Lowell on her song “LGBT” and lending a track to the “Faking It” mid-season finale



AE: What do you want to do down the line? Who would you want to work with?

Lowell: Right now, I’m working on my next album, so producer-wise I want to work with Paul Epworth. I’ve sort of spent the last few years backwards as an indie artist because I haven’t really worked with a lot of actual bands or musicians. I’m a studio rat so I’ve just worked with a ton of producers. A part of me wants to work with people that have a fanbase and are on the road and are in the same position I am in now. It’s hard to say. I love A Tribe Called Red. I think they’re literally the best thing going right now, and I would do anything to work with them. They’re friends of mine, too, so working with them would just be calling them up. Maybe Modest Mouse? Oh! It’d be amazing to work with Diplo.

AE: What do you have planned for the rest of the year?

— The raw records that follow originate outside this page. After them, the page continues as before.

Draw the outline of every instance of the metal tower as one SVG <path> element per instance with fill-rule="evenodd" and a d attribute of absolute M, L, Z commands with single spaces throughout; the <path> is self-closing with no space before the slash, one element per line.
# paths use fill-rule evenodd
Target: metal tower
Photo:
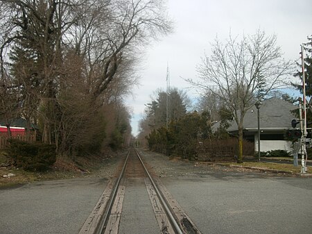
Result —
<path fill-rule="evenodd" d="M 166 127 L 168 128 L 168 126 L 170 122 L 170 76 L 169 76 L 169 66 L 167 62 L 167 74 L 166 76 Z"/>

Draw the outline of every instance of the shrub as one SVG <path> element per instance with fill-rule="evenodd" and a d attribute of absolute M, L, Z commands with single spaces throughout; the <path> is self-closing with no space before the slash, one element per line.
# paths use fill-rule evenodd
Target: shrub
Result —
<path fill-rule="evenodd" d="M 55 146 L 10 140 L 7 152 L 15 166 L 26 171 L 45 171 L 56 161 Z"/>

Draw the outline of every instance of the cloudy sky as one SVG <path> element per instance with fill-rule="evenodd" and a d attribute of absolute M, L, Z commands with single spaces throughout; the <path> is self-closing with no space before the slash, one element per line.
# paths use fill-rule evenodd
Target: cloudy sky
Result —
<path fill-rule="evenodd" d="M 300 58 L 300 44 L 312 35 L 311 0 L 168 0 L 168 13 L 175 31 L 150 45 L 144 56 L 140 85 L 127 103 L 132 109 L 132 134 L 144 104 L 158 88 L 166 89 L 168 64 L 171 87 L 185 89 L 192 99 L 196 92 L 181 77 L 196 79 L 196 65 L 216 37 L 224 41 L 234 35 L 254 34 L 258 29 L 277 36 L 284 58 Z"/>

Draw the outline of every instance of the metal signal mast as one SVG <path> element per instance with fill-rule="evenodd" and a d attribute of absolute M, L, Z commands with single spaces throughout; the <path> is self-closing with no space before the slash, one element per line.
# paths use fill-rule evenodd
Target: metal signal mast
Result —
<path fill-rule="evenodd" d="M 168 128 L 168 126 L 170 122 L 170 76 L 169 76 L 169 66 L 167 62 L 167 74 L 166 76 L 166 127 Z"/>
<path fill-rule="evenodd" d="M 301 139 L 301 173 L 306 173 L 306 79 L 304 76 L 304 49 L 303 45 L 301 46 L 301 59 L 302 67 L 302 93 L 303 103 L 300 103 L 300 128 L 302 131 L 302 137 Z"/>

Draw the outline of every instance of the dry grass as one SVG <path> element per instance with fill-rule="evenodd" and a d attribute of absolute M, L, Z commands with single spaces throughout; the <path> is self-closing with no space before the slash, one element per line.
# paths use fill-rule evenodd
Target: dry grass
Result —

Lowell: I have no time right now. I’m just trying to keep my head above water. I’m lucky because I’ve already written my album so I just need to block out a couple of weeks so I can produce it. Other than that, I’m doing more ghostwriting and touring. I just finished making an “I Love You Money” music video that’s gonna be out soon, and I’m excited about that. The world is my oyster!

AE: Is there anything else besides music you’d like to get into?

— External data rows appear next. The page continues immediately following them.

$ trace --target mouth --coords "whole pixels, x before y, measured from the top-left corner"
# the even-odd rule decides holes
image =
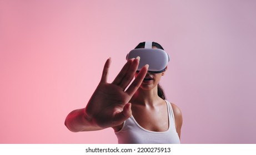
[[[150,80],[153,80],[153,78],[151,77],[145,77],[143,79],[143,81],[150,81]]]

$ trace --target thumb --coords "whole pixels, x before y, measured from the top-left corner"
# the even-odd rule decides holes
[[[128,103],[124,106],[123,111],[115,115],[114,116],[114,122],[117,123],[116,125],[121,125],[132,116],[131,107],[132,104]]]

Lowell: I’m trying to figure that out because it’s never only been music for me, but now that I’m so busy with it, I feel like I’m going to have to start focusing on one thing. I have a tendency to be too involved in everything. This “I Love You Money” music video, I wrote the treatment and a friend of mine directed it, Norman Wong, who’s like my Andy Warhol. I’m his Debbie Harry. That means I went with him to all the scouting and casting because I just want everything to be perfect and my vision. I need to learn how to pass that stuff off, otherwise I’m going to have a bunch of half-finished projects. Maybe in a few years I’ll do all visuals. For a whole year I’ll just do art. 

AE: It’s all about building trust with people and building a team of people who know what you want.

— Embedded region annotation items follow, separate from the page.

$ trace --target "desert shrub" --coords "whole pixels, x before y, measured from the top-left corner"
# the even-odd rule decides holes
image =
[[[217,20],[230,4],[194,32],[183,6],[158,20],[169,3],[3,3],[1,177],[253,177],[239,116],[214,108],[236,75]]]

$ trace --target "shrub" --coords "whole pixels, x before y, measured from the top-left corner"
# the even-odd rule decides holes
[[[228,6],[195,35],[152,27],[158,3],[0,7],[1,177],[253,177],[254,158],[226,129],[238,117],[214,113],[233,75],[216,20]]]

Lowell: It is about trust. It’s really hard in the music industry. Everyone’s trying to screw you over and it’s so hard to relinquish control. I have a really amazing manager and my old manager was amazing, so it was nice to have that person who can do all the business stuff. There’s nobody that I work with that I don’t respect or who’s not my friend. My team is a family to me, so that’s nice. But definitely when it comes to art, I don’t trust anyone to do a good enough job except for a very small amount of people. 

AE: Do you have an end goal in mind or are you just about surprising yourself?

Lowell: I have no idea. [Laughs.] Obviously the dream is to be able to be an artist and support yourself. That in and of itself is enough of a task. I have a nice long bucket list of things that I’d like to achieve. It’s important not to have your goals too set in stone because when new opportunities come to you, you will likely be more brave and spontaneous and take them. But it’s also good to have an end goal so you don’t get distracted all the time.